The study shows that organizations are increasingly realizing that they need to modernize their environments in order to stay competitive in the market. The modernization process can be challenging on its own and it becomes even more difficult as many businesses are playing catch up and competing with organizations that are taking a cloud native approach. What both of these groups of organizations have in common is that they are addressing the same or similar sets of challenges when trying to maximize the business value of deploying microservices.

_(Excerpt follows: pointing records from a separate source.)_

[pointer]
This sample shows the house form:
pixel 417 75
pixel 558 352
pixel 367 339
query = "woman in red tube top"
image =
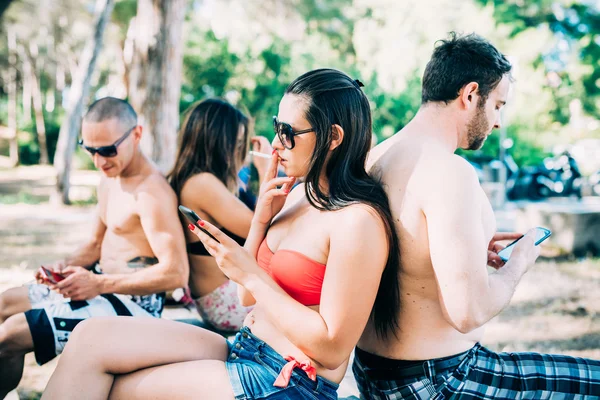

DEJ’s recent study on the state of IT performance revealed that leading organizations are 3.8 times more likely to report orchestration capabilities as a key enabler for innovation, as compared to all others. Kubernetes is an open source orchestration platform for managing containerized services and it is becoming widely deployed. Even though deploying Kubernetes results in a number of benefits, its management is associated with multiple challenges.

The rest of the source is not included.